I think Aaron spoke some about this, but for me the whole heart of the human experience is learning to surf. Not to get caught up in the fear about the impact of those bigger waves, and not to go, “Stop!”, which is going to make it wash over you. Even if it’s a big wave, as I sit there on the beach, if I relax, it will wash over me, probably roll me backwards, run back out and I’ll sit back up. I’ll be wet. So? It’s a hot day. Here comes another one. Just letting it be and no resistance. But when we stiffen and resist, it’s usually because there’s fear.

Good old chain of dependent origination. Contact. Seeing the wave that’s coming. Consciousness of the size of the wave. Maybe contact of the wave touching. Consciousness of its power. Feeling of pleasant, unpleasant or neutral. And then, if it’s pleasant, often there’s liking, and if it’s unpleasant, there’s dislike. Even there, there’s no problem. Some things we will like; some things we will dislike. But as soon as liking hardens into grasping and disliking hardens into aversion, then where the rock has a wave smashing off it and water going up twenty-five feet into the air, we break apart. We can’t stop the waves from coming, but we can learn to surf. And we can learn to really find joy in surfing.

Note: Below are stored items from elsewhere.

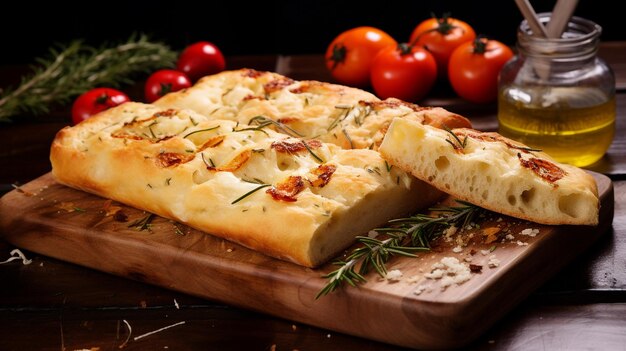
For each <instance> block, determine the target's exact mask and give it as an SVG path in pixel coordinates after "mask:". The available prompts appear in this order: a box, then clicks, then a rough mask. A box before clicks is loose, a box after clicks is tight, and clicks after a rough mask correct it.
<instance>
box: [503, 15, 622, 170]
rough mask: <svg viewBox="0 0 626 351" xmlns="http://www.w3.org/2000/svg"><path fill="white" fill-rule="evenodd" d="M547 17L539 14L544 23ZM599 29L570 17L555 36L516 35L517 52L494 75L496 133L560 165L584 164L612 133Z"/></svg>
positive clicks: (531, 33)
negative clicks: (599, 53)
mask: <svg viewBox="0 0 626 351" xmlns="http://www.w3.org/2000/svg"><path fill="white" fill-rule="evenodd" d="M550 15H551V14H550V13H541V14H539V15H538V17H539V20H540V21H541V22H542V23H543V24H544V25H545V24H546V23H548V22H549V21H550ZM601 33H602V27H600V26H599V25H597V24H596V23H594V22H592V21H589V20H586V19H583V18H580V17H575V16H574V17H572V18H571V19H570V21H569V22H568V24H567V27H566V29H565V31H564V33H563V35H562V36H561V37H560V38H544V37H541V36H535V35H532V31H531V29H530V28H529V26H528V23H527V21H522V23H521V24H520V26H519V28H518V31H517V49H518V52H517V54H516V55H515V57H513V59H511V60H510V61H509V62H507V63H506V64H505V65H504V66H503V67H502V70H501V71H500V76H499V80H498V122H499V129H498V132H499V133H500V134H502V135H504V136H506V137H508V138H510V139H513V140H517V141H519V142H522V143H524V144H526V145H528V146H530V147H532V148H534V149H541V150H542V151H544V152H546V153H548V154H549V155H550V156H552V157H553V158H555V159H556V160H557V161H559V162H562V163H568V164H571V165H574V166H578V167H585V166H589V165H591V164H593V163H595V162H597V161H598V160H599V159H601V158H602V156H603V155H604V154H605V153H606V151H607V150H608V149H609V147H610V145H611V142H612V141H613V137H614V135H615V114H616V112H615V76H614V74H613V71H612V70H611V68H610V67H609V66H608V65H607V64H606V63H605V62H604V61H603V60H602V59H601V58H599V57H598V56H597V52H598V45H599V43H600V34H601Z"/></svg>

Anybody here do any bodyboard surfing? Who has any experience with that? Is it fun? Yeah, it’s great! We just have to remember we’re here in this incarnation to learn to surf. It doesn’t mean there will be no fear; it means fear is just another wave. And we see it coming, and we loosen into spaciousness around it, and we let the fear arise and pass away. Everything arising from conditions and passing away, and there’s nothing left to hold the fear in place.

Okay, so that’s my bit of talk for tonight.